Online particle tracing

The particle trajectories obtained from the processed videos of high-concentration suspension of rigid particles were in good agreement with the simulation results, as shown in Fig. 11. While in the simulation, the focusing bands were narrower than the experimental result. The fact that solid particles are not entirely spherical is the reason for this slight difference in the results. However, these results also show that Q = 1.7 mL/min is the golden flow rate to maximize the separation efficiency, which is in fair agreement with the simulation results.

Figure 11
figure 11

(A) and (B) show the outputs associated with larger and smaller particles, respectively. (C) Online trajectory of high concentration cell samples at golden flow rate.

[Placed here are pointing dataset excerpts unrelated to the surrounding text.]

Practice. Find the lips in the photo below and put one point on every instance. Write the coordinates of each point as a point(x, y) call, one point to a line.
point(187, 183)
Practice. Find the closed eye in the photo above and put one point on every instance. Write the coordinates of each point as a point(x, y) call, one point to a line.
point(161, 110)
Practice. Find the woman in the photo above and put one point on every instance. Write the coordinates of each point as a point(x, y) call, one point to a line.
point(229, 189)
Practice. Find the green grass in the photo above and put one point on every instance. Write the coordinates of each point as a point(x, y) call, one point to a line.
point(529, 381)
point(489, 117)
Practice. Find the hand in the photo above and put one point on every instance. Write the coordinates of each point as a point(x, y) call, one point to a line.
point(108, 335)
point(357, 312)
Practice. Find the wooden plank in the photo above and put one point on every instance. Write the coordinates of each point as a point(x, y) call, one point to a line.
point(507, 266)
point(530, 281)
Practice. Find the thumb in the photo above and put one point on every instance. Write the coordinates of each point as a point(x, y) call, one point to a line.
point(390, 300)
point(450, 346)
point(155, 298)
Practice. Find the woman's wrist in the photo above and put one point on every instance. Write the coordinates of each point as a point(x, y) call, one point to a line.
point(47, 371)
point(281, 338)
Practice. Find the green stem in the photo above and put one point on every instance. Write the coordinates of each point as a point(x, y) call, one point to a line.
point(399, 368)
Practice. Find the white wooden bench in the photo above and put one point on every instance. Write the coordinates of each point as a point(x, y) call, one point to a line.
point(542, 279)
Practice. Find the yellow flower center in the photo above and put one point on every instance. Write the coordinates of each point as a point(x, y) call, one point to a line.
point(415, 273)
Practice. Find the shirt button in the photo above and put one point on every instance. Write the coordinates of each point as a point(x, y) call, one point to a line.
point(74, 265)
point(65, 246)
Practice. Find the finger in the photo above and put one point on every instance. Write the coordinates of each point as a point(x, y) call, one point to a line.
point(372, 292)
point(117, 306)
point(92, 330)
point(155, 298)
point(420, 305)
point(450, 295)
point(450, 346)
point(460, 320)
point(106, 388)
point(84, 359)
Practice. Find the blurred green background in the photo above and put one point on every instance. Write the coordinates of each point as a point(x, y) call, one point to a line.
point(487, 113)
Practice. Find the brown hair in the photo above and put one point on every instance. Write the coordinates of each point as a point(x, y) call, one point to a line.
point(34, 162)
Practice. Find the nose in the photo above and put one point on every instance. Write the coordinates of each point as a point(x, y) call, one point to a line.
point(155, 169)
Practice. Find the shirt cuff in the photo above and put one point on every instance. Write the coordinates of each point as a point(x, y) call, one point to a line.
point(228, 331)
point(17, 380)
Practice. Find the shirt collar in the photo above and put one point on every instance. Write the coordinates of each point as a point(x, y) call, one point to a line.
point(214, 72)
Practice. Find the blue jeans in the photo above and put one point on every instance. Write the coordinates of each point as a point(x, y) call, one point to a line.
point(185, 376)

Discussion and conclusions

Due to recent advances in the physics of micro-flows, micro-particle motion, and genomic characterization tools, the study of tumor heterogeneity to better understand tumor progression and treatments is more accessible than ever by using the NGS method. Experts believe studying the genetics of CTCs isolated from the blood can be very important in diagnosing and treating the disease. This method can be used in future clinical studies using the genomic information of CTCs isolated by microfluidic chips as biomarkers to monitor solid cancer cell treatment.

To separate blood components from each other in a truly label-free method, we developed a strategy using inertial microfluidics that not only uses the delicate balance of inertial forces and Dean drag force, but also combines high curvature turn to change the direction of the fluid streamlines. The behavior of white blood cells with a mean diameter of 12, MDA-MB-231, and MCF-7 with a mean diameter of 18 and 15, respectively, was observed in a spiral microchannel with a U-turn on the way of particle motion in this investigation.

  • Simulation results demonstrated that the WBCs, and CTCs focusing can be possible at Q = 1.7 mL/min due to the maximum distances between the WBCs, and CTCs. At this golden flow rate about 93% and 92% of the CTCs and the WBCs were isolated from the mixture, respectively. The performance of the examined chip indicated a perfect agreement with the simulation results and theoretical principles.

  • Unlike other inertial focusing methods, traversing inner loops to outer loops by employing a high curvature ratio turn (U-turn) in a spiral pattern enhances the focusing behavior of both CTCs and WBCs, resulting in high purity with significantly high throughput.

  • A size-based particle separation was performed and improved in this test at a high-throughput of about 1.7 mL/min, which gives an approximately twofold flow rate compared with other similar microchips.

  • Comparison between the equilibrium position of cells and standard particles illustrated that the stiffness and elasticity effect should be considered in future simulations.

Recent advancements in inertial microfluidics provide a vast range of applications. According to the results of this research, it is possible to separate the CTCs from the patient's bloodstream using an unconventional spiral microchannel with high throughput. However, more studies must be performed to bring this chip into clinical circumstances.